L'equilibrio di cui il titolo è impronta, non potrà mai essere definitivo, pena l'annullamento della vitalità dell'intero sistema, cioè della sfera. Particolari titoli permangono come impronte di particolari momenti d'interazione, ricostituendo un equilibrio tra le parti che fu valido in un dato momento e solo in quello. Ma in realtà, l'opera probabilmente continuò.
Fare consapevolmente video, è legarsi alla consapevolezza (o in generale alla pratica) di una scissione tra sé ed il mondo. La si accetta come dato di fatto.
A volte, apparentemente, si cerca di approfittare di questo stato in modo strategico, per scrutare e svelare l’esterno (5). In realtà, l’attività che portiamo avanti ha un carattere affettivo tale che non si può parlare ma di un esterno che sia definitivamente esterno. Tuttavia, nella sfera d’azione del video, il gioco esiste perché c’è questa divisione di parti, che può essere ereditata non coscientemente dalla realtà di cui facciamo parte (siamo abituati a pensare il nostro io come qualcosa di scisso dal mondo), o di cui ci si può appropriare lucidamente.
Nella sfera del video, dato il suo carattere essenziale di attività mediazione, o si è se stessi, o non si è in questa sfera.
L’esser sé stesso dell’autore è qualcosa che può dipendere addirittura dal suo permanere, per motivi ulteriori, in questa sfera. Sfera del video e sé stesso dell’autore non sarebbero dunque dei fenomeni scindibili. Nel parlare di questo pregiudiziale sé stesso, l’autore produce il suo lavoro di mediazione con il mondo.
Solo superando, attraverso il video stesso, l’idea spesso falsa che abbiamo del mondo, scopriremo una sfera d’azione più grande, che contiene la precedente, e che corrisponde ad un’attività di mediazione che è al contempo tra sé e sé stesso, e tra il mondo ed il mondo stesso.
Note
1) il mondo inteso come ente nella sua totalità; psicologicamente, il mondo terrestre delle passioni oggettive, e degli intrecci conseguenti.
2) O, conseguenzialmente, un computer.
3) Sia chiaro che non sto parlando dei percorsi di eventuali personaggi di una fiction, ma dell'elaborazione dell'opera da parte dell'autore.

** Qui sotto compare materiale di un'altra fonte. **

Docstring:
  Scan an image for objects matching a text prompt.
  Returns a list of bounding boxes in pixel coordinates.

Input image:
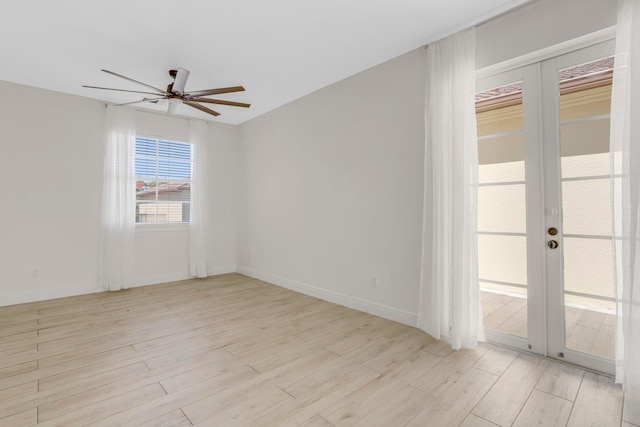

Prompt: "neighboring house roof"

[136,182,191,199]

4) Sia chiaro che sto parlando anzitutto di tendenze, l'una del video, l'altra delle arti dell'immagine in movimento in generale: ma in nessuno dei due casi una tendenza esclude tassativamente l'altra; certo, l'una è predominante sull'altra ma mai definitivamente.

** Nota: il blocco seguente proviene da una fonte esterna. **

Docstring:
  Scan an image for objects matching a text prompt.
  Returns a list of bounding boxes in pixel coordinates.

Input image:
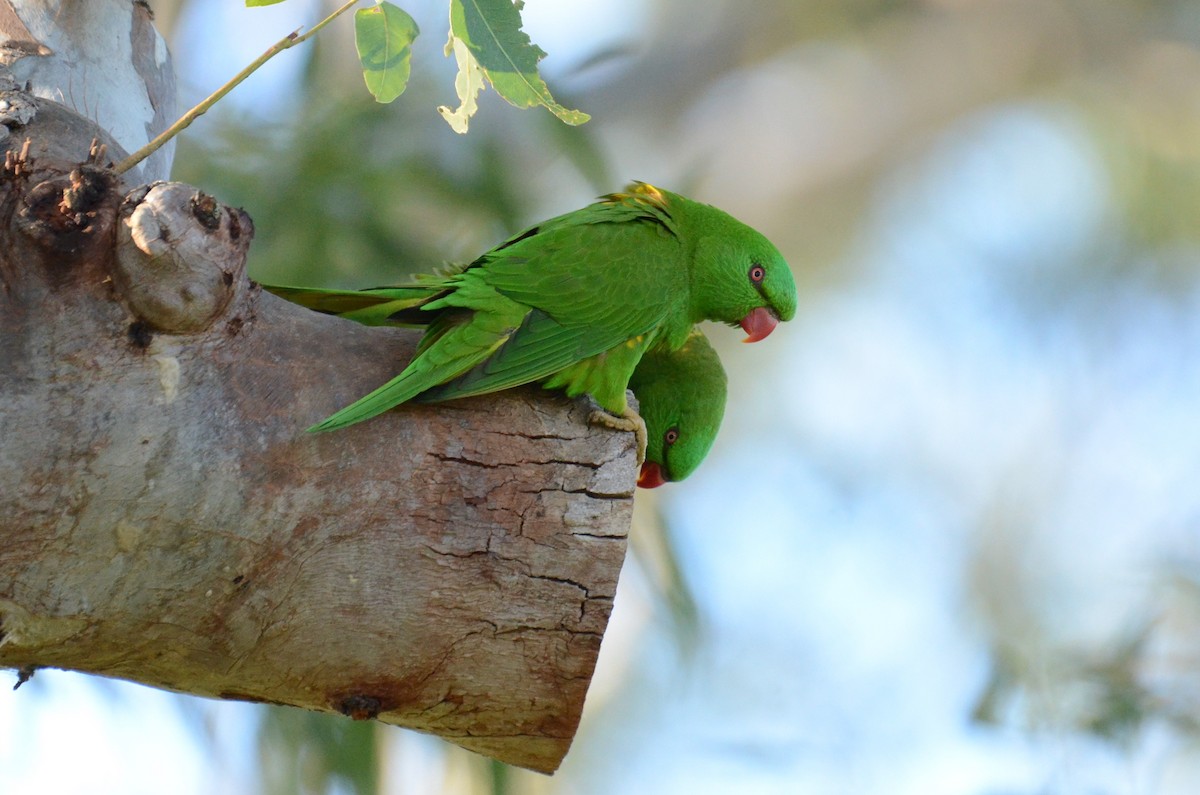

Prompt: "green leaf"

[354,2,421,102]
[439,0,590,128]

5) Queste parti possono corrispondere, ad esempio, a i concetti di conscio e inconscio. Per fare un esempio concreto, dirò che tante opere hanno mediato, ad esempio, tra la personalità dell'autore ed il dubbioso atteggiamento critico riscontrato in una parte significativa del pubblico. D'altro canto, uno psicoanalista ipotizzerebbe che quei critici corrispondevano già alla proiezione di una parte dell'inconscio dell'autore.